Several others also have appreciated the director for reflecting on the principles of Buddhism.
A young girl climbs on top of a bust of Buddha. She’s trying to fly, & her father doesn’t like what he’s seeing, he shouts to her & said, "Why you are playing over our God? The girl replied calmly, "Budhha himself said there is no God.."— Dayanand Kamble (@dayakamPR) August 6, 2022
Watch @beemji's short film #Dhammam pic.twitter.com/gwwfy2G2qO
However, some found the scene objectionable. Strongly condemning Pa Ranjith, the Tamil Nadu Buddhist Sanga Council (TNBSC) threatened to take legal action against the director. TNBSC said that the scene has hurt the religious sentiments of Buddhists and demanded that Ranjith remove the objectionable scene and offer a public apology. It further asked the Tamil Nadu government to ban the scene from being shared online. Stating that several countries consider Buddha a god, TNBSC said that it was not willing to accept any explanation from the director.
Gowthama Sanna, Deputy General Secretary of the Viduthalai Chiruthaigal Katchi (VCK), also took offence to the scene.

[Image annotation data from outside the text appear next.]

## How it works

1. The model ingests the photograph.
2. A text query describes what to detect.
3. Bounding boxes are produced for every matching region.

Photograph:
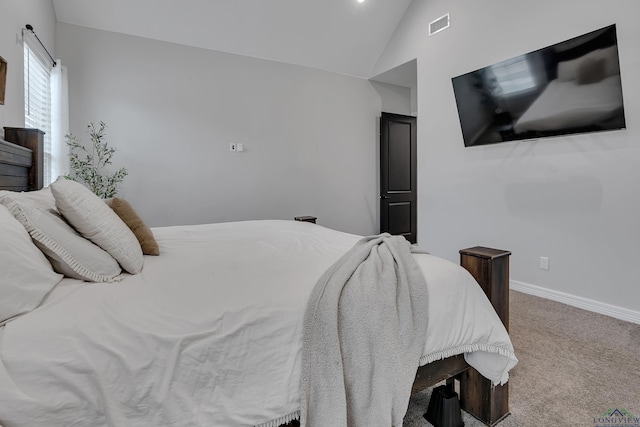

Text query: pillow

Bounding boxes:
[1,197,121,282]
[558,46,620,82]
[576,58,604,85]
[51,177,144,274]
[106,197,160,255]
[0,205,62,325]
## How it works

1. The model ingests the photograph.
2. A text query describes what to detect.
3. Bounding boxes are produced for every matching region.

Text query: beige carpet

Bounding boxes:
[404,291,640,427]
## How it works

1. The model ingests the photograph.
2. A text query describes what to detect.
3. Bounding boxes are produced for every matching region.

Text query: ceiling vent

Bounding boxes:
[429,13,450,36]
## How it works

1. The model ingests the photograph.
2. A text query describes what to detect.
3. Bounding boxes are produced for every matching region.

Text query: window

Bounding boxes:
[24,36,52,186]
[491,56,536,95]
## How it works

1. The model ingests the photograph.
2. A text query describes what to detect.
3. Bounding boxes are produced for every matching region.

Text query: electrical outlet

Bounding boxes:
[540,256,549,270]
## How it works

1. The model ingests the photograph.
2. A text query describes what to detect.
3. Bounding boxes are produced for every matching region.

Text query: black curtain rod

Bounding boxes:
[25,24,56,67]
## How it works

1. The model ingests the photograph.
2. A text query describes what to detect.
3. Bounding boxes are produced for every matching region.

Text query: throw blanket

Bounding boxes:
[300,233,427,427]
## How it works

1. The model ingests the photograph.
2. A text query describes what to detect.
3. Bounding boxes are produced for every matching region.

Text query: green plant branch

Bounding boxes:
[65,121,128,199]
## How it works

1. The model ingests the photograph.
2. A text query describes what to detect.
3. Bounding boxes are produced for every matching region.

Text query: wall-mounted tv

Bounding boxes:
[451,24,626,147]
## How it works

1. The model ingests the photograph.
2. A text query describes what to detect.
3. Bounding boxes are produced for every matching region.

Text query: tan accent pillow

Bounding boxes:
[576,58,605,85]
[106,197,160,255]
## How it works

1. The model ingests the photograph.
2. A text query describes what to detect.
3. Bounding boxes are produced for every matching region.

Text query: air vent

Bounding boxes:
[429,13,450,36]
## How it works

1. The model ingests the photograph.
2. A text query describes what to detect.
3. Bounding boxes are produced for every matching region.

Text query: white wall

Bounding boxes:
[0,0,56,135]
[57,23,381,234]
[373,0,640,319]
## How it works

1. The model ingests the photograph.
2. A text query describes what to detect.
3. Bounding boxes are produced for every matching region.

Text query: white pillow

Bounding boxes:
[0,187,56,210]
[51,177,144,274]
[0,205,62,325]
[558,46,620,82]
[0,196,121,282]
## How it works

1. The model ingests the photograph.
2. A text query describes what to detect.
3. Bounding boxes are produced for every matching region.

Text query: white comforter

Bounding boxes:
[0,221,517,427]
[513,74,622,133]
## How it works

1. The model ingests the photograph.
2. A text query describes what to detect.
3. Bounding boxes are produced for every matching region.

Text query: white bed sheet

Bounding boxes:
[0,221,517,427]
[513,74,622,133]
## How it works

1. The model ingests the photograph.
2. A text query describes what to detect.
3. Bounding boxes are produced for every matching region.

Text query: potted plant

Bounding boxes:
[65,121,128,199]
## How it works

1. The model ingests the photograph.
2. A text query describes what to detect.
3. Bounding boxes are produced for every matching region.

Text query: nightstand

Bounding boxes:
[293,215,318,224]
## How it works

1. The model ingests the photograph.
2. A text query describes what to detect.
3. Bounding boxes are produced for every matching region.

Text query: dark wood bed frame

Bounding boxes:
[0,128,511,426]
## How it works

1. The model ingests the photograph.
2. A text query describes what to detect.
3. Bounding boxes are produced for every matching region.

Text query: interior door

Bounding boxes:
[380,113,418,243]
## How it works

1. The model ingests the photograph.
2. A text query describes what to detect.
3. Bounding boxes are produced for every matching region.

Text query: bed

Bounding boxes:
[0,132,517,427]
[513,26,625,136]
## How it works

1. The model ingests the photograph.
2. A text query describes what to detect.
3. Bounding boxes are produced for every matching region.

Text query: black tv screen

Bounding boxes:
[451,24,626,147]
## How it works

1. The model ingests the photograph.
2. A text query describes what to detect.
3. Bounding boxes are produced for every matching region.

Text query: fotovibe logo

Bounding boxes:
[593,408,640,427]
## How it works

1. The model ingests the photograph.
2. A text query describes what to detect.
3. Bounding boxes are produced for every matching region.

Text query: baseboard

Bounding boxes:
[509,280,640,324]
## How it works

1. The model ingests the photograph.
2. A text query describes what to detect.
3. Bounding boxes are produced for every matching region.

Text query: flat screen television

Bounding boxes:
[451,24,626,147]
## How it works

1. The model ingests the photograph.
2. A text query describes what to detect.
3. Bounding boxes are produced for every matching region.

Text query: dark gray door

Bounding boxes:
[380,113,418,243]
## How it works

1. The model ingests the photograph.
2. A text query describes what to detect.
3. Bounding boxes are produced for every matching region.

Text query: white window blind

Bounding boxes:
[24,36,52,186]
[491,56,536,95]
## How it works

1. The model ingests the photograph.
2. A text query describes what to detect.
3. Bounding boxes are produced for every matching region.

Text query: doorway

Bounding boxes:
[380,113,418,243]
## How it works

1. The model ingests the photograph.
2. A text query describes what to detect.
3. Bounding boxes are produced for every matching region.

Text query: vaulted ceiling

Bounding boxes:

“When we see the sarcastic responses to the reactions to the scene that insulted the Buddha, we can understand that reasoning has decayed in the land where Buddha and Ambedkar appeared. It is superstitious to believe that Buddha can be approached in any way that is rational. The next step of that superstition is to believe that just by uttering the words Buddha and Ambedkar, one knows everything about them,” he said in a Facebook post.
“Even Ambedkar worshipped the Buddha, but to say that we will climb on his head and believe that it is rational is an expression of supreme ignorance. Also, it is rational to hope that garlanding Ambedkar with slipper garland and desecrating Periyar’s statue will not be included in this (category),” Sanna added.
Poet and activist Jilukara Srinivas, who is also the founder of the Dalit Bahujan Samithi, expressed: “Yes, Buddha is not a god, but to prove this point should someone climb on his shoulders? Is there no other way to put this point across?”
He argued, “Tomorrow, someone will climb on Ambedkar’s statue and say that Ambedkar was not a god. Should we appreciate him then?” He said that to uphold atheism disrespecting the Buddha was not appropriate and demanded that the director delete the scene.